António Lopes anuncia ainda que estão a decorrer contactos com a Adxtur para que a localidade de Mega Fundeira e a sua praia fluvial, passem a incorporar a rede.
“Temos águas puras e frescas, ideais para passar umas férias ou apenas um fim-de-semana”, diz, adiantando que o município está a desenhar uma nova área de renovação urbana na praia do Mosteiro, para ajudar a resolver a grande procura que o local tem.
“Na época alta, o trânsito vai fluir de modo mais eficiente”, acredita. E a procura é cada vez maior.
“Em Janeiro, tínhamos 38 alojamentos locais dispersos pelo nosso território. Agora temos já 43, todos com muita qualidade. Há portugueses e estrangeiros a investir neste ramo e o mais curioso é que os vindos de fora de Portugal perceberam rapidamente, que os portugueses são os seus maiores clientes.”
Há já 18 Aldeias do Calcário para conhecer na serra de Sicó
A sul da serra da Lousã, a pedra não é xisto, mas calcário.
Aqui, as florestas autóctones ainda estão presentes e há uma iniciativa semelhante à rede das Aldeias do Xisto a tomar forma.
São as Aldeias do Calcário da Serra de Sicó.
Se tudo correr como previsto e com o apoio das populações e entidades locais, o território ganhará condições para aproveitar o seu património, cultura e ambiente natural únicos como alavancas para o desenvolvimento sustentável.
Há 18 aldeias nos distritos de Leiria e Coimbra unidas, pela mão da associação de desenvolvimento Terras de Sicó e pela história, património natural e cultural, gastronomia e vinhos.
No terreno, já se podem ver alguns sinais de investimento e de estabelecimento de unidades de alojamento local.
É o caso do lugar da Granja, com as suas Casa das Pombas e Casa do Forno, no concelho de Ansião, situado, estrategicamente, num cruzamento do Caminho de Santiago, na freguesia de Santiago da Guarda.
“Estamos a dar passos importantes na delimitação de uma zona protegida de âmbito regional. Trata-se de um assunto sensível e complexo, acerca do qual temos tido reuniões com o ICNF e com os municípios para apresentarmos uma proposta para a gestão futura desta área”, explica Pedro Pimpão, autarca de Pombal que, até há cerca de um mês esteve à frente da Terras de Sicó, apontando ainda como factor diferenciador a classificação da Arte de Construção dos Muros de Pedra Seca, como Património Imaterial da Humanidade da UNESCO, tendo sido já entregue um dossier técnico para estudo do processo.

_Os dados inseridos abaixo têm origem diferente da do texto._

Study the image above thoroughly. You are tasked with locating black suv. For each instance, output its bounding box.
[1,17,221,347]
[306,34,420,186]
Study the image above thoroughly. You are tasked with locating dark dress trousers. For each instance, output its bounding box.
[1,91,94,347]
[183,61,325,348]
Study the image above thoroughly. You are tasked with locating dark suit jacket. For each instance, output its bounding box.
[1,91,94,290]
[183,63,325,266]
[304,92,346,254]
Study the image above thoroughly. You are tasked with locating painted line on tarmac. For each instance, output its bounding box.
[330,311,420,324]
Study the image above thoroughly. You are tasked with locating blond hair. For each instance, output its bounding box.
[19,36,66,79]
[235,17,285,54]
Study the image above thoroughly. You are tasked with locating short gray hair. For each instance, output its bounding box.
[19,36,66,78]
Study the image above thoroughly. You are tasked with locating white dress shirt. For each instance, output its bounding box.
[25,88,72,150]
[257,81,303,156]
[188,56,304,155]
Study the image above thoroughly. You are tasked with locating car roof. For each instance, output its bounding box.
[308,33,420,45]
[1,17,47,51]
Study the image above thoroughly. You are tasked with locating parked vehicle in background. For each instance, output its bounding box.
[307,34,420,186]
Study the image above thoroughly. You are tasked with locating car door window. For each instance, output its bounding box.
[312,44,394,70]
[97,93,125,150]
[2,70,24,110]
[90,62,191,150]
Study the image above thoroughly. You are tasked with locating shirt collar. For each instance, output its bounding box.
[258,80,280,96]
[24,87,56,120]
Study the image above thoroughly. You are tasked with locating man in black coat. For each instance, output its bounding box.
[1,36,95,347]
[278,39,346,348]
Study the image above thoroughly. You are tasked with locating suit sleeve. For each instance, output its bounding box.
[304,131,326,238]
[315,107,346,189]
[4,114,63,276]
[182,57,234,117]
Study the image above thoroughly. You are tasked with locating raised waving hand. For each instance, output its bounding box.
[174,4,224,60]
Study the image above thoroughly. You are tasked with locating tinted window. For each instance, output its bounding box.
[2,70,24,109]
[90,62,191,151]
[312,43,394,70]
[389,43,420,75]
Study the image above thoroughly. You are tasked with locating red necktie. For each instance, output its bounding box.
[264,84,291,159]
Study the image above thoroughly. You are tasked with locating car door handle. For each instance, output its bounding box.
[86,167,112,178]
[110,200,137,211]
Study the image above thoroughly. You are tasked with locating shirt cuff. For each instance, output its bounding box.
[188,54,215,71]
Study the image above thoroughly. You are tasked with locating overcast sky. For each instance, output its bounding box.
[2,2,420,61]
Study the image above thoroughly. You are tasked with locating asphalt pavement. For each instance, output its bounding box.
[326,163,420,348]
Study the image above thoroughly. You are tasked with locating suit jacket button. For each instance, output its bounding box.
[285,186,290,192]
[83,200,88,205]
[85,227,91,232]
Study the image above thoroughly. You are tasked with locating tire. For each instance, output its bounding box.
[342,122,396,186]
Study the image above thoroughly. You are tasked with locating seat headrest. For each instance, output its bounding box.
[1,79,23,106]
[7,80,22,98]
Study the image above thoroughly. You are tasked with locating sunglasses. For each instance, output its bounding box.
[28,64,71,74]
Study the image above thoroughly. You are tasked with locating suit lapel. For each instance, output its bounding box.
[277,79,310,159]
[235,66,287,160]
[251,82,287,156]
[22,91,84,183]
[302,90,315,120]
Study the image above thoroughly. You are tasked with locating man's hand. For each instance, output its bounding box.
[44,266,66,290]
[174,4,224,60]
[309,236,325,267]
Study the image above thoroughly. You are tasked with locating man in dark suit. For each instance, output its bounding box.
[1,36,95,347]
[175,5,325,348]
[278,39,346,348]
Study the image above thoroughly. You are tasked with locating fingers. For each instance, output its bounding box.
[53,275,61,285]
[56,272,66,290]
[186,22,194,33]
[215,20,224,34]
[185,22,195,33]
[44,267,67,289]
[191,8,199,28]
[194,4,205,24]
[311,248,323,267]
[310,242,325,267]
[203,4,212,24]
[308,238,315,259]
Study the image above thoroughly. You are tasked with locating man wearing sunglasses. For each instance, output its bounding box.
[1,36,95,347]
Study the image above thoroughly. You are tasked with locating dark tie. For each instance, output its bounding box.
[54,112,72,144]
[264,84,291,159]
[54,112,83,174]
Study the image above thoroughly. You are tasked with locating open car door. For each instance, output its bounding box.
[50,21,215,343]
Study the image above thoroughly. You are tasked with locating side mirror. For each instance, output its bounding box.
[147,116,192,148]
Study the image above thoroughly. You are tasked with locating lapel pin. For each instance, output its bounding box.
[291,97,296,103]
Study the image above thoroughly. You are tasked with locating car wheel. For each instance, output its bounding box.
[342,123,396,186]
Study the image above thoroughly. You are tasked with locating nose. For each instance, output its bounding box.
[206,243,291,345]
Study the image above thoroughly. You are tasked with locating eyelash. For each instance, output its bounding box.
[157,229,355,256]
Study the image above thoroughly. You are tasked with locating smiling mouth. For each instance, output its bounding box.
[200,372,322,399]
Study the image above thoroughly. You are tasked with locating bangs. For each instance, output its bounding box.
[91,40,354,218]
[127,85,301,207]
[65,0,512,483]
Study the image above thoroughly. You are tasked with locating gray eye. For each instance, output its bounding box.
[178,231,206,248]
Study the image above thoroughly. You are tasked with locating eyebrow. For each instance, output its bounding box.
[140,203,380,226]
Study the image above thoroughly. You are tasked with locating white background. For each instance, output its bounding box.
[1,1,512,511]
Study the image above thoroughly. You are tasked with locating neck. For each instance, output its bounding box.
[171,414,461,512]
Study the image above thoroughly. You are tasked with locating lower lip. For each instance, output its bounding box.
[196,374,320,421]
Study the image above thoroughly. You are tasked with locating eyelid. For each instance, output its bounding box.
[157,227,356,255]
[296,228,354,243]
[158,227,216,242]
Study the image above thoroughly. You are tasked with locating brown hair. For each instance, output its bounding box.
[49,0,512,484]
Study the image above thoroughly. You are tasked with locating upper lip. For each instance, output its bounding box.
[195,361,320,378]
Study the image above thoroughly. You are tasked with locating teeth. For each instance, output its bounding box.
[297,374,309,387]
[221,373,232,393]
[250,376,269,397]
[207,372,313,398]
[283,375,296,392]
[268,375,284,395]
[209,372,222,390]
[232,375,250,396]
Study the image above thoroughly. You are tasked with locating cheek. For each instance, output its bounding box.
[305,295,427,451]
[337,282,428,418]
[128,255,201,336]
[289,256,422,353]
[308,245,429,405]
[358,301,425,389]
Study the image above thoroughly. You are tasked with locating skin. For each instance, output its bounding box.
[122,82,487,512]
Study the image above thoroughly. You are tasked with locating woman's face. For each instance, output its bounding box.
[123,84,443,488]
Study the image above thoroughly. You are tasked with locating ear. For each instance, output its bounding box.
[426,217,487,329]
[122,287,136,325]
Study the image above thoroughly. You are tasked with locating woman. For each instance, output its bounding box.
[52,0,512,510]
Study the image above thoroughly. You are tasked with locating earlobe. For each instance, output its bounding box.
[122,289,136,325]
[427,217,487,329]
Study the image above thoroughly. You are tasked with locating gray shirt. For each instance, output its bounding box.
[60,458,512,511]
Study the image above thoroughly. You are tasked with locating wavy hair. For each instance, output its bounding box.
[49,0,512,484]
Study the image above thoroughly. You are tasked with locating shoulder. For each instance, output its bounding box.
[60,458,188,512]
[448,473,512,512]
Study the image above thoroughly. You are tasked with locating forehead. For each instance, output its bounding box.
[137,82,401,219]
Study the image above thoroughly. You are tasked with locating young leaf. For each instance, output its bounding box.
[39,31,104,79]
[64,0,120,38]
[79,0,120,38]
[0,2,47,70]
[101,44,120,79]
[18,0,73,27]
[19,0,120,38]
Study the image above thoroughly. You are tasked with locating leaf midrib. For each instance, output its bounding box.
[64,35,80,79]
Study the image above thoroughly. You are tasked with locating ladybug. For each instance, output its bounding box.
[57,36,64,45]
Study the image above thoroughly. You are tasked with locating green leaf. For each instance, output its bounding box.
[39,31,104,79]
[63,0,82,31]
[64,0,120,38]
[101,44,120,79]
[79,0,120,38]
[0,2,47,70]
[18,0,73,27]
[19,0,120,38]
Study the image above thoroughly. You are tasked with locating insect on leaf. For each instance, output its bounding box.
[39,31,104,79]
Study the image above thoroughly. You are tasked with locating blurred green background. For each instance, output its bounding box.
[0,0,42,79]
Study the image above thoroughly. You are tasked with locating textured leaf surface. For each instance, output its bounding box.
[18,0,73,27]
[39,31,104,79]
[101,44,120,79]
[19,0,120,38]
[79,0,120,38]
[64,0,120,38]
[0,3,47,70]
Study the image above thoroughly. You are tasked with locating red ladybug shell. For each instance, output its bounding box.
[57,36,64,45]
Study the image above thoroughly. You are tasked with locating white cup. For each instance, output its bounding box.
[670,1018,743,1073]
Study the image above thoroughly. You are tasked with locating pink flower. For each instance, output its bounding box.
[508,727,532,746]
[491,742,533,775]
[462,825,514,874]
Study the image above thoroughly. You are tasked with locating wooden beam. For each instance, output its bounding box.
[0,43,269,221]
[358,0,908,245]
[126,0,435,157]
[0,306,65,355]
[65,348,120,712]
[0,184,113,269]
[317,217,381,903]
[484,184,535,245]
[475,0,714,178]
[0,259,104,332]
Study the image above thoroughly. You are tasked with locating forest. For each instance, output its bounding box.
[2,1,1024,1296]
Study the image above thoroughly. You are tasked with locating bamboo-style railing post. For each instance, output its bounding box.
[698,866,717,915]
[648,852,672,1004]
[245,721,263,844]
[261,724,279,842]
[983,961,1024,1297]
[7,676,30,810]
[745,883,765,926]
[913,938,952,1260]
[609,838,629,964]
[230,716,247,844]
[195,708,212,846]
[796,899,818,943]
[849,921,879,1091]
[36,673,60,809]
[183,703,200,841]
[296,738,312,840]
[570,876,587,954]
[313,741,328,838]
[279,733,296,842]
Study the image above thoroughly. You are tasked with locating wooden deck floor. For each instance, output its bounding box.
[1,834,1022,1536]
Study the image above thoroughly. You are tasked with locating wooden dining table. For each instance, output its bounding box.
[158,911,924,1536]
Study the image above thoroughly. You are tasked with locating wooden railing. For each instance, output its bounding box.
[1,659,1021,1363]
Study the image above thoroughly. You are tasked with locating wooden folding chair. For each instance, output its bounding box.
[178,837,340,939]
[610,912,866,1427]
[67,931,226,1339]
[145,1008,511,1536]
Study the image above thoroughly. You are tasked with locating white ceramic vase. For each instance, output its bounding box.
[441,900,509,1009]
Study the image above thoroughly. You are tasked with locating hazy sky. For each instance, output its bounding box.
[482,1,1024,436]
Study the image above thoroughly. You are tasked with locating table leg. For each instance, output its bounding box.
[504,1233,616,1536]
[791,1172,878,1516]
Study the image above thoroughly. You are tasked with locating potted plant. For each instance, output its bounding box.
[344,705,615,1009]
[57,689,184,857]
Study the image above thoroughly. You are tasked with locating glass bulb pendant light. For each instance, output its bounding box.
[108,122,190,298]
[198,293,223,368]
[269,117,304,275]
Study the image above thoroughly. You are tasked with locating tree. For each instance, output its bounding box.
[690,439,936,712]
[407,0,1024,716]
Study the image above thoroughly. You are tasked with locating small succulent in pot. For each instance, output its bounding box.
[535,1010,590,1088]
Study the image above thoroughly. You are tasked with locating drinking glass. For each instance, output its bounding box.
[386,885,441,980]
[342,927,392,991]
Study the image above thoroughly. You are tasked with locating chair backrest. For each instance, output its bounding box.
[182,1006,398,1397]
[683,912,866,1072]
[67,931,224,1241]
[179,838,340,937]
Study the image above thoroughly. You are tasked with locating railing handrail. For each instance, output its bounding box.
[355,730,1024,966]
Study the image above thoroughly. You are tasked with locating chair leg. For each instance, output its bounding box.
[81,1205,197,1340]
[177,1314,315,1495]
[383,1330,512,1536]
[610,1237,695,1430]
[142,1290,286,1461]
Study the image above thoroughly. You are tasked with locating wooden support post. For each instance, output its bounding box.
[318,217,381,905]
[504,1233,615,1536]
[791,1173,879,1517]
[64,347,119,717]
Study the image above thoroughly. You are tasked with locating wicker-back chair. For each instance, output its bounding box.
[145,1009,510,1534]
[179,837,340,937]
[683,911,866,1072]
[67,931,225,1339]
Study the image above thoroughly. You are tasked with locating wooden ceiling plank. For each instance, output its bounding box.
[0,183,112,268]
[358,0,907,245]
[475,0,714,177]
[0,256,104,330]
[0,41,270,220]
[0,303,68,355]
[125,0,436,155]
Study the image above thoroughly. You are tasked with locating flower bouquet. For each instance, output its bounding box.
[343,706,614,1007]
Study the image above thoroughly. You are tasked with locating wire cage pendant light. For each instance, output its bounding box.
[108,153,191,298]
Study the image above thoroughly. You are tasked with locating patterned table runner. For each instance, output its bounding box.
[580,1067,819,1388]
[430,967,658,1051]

A estratégia passa também por uma aposta no turismo activo e sustentável, onde o território de Sicó desempenha um papel, que será reforçado pela inauguração do Explore Sicó, equipamento localizado junto à senhora da Estrela, na Redinha (Pombal), que será uma porta de entrada no território do calcário.
Fazem parte desta rede as localidades de Ariques, Marzugueira e Marques (Alvaiázere), Granja, Aljazede e Constantina (Ansião), Casmilo, Poço, Serra de Janeanes (Condeixa-a-Nova), Chanca, Ferrarias e Cabeça Redonda (Penela), Poios, Aldeia do Vale e Pousadas Vedras (Pombal), e Pombalinho, Mocifas de Santo Amaro e Casal Cimeiro (Soure).
Pioneiros
Zona de protecção à aldeia
Após o grande fogo que teve origem em Pedrógão Grande e que matou quase 70 pessoas em 2017, a comissão de moradores local foi uma das pioneiras na criação de zonas de protecção à aldeia, arrancando plantações de eucaliptos, limpando terrenos, instalando pontos de água floresta autóctone, mais resistente ao fogo.
Tudo sem ajudas oficiais.
“Reunimos os proprietários e moradores e dissemos ‘isto não volta a acontecer’, mas é um trabalho que nunca acaba e que tem por base o que a natureza nos dá. Daqui a 10 anos teremos uma coisa única no País. Neste momento, já temos a maior área de sobreiros do concelho e, provavelmente, uma das maiores do Pinhal Interior”, diz Aníbal Quinta.